When an individual is living on a tight budget, depriving her of even a small amount of cash can have significant effects on her ability to meet her obligations. In this case, ECMC's post-petition wage garnishments disrupted the Plaintiff's financial situation at a time when the balance of income and expenses was particularly delicate.
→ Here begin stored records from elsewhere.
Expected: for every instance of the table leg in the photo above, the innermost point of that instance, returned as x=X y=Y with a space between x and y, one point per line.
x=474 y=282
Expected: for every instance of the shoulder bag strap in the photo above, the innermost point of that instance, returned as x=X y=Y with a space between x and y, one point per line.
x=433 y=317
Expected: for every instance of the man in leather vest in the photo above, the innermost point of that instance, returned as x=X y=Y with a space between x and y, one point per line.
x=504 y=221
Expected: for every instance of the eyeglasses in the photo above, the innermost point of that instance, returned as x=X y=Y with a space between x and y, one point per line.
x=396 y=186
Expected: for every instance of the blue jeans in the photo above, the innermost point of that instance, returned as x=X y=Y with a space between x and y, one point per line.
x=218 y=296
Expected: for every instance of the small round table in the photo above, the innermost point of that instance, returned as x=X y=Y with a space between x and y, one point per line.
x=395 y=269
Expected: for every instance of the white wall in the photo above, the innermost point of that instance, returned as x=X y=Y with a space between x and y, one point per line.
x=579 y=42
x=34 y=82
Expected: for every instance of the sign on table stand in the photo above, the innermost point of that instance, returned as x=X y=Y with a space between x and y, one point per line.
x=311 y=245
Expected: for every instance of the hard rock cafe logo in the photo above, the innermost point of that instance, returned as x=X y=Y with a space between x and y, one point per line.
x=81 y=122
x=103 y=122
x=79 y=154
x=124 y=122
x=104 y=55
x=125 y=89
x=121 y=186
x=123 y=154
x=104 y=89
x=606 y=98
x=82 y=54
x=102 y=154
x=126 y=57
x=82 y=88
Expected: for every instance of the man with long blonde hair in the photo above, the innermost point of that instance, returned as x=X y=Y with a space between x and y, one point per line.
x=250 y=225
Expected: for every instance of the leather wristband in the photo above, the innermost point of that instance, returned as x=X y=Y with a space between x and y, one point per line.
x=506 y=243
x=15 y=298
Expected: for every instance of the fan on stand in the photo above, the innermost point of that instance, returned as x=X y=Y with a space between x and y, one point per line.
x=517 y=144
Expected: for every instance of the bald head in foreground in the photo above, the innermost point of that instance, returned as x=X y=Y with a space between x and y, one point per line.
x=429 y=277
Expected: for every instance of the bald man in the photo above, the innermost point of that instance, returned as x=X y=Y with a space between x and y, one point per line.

The Plaintiff and her son lived in the Plaintiff's mother's house from roughly 2005 through March of 2012. This arrangement worked well because the Plaintiff's mother traveled extensively for work, but the Plaintiff's mother moved back into the house in early 2012, creating a cramped situation in which the Plaintiff was forced to sleep on a couch. The Plaintiff was able to move into a townhome with her son in March of 2012. The monthly rent for the townhome was $500, but because she was unable to afford the full monthly rent, the Plaintiff moved back into her mother's house around the end of May 2012 and found a friend to sub-lease the townhome to so that the Plaintiff would only have to pay half of the monthly rent. The Court finds that ECMC's wage garnishments contributed to the need for the Plaintiff and her teenage son to move back into her mother's house.
After the Plaintiff and her teenage son moved back into her mother's residence, the Plaintiff's mother began traveling again for work from December 2012 until March 2013. After March 2013, the relationship between the Plaintiff and her mother became strained as a result of the living situation at the house, the financial stress caused by the Plaintiff's medical bills and other expenses like school supplies or clothes for her teenage son, and the Plaintiff's inability to continue her pursuit of a management position at Starbucks. The Plaintiff's mother loaned the Plaintiff money, in part from her retirement account, to help with expenses in August 2013.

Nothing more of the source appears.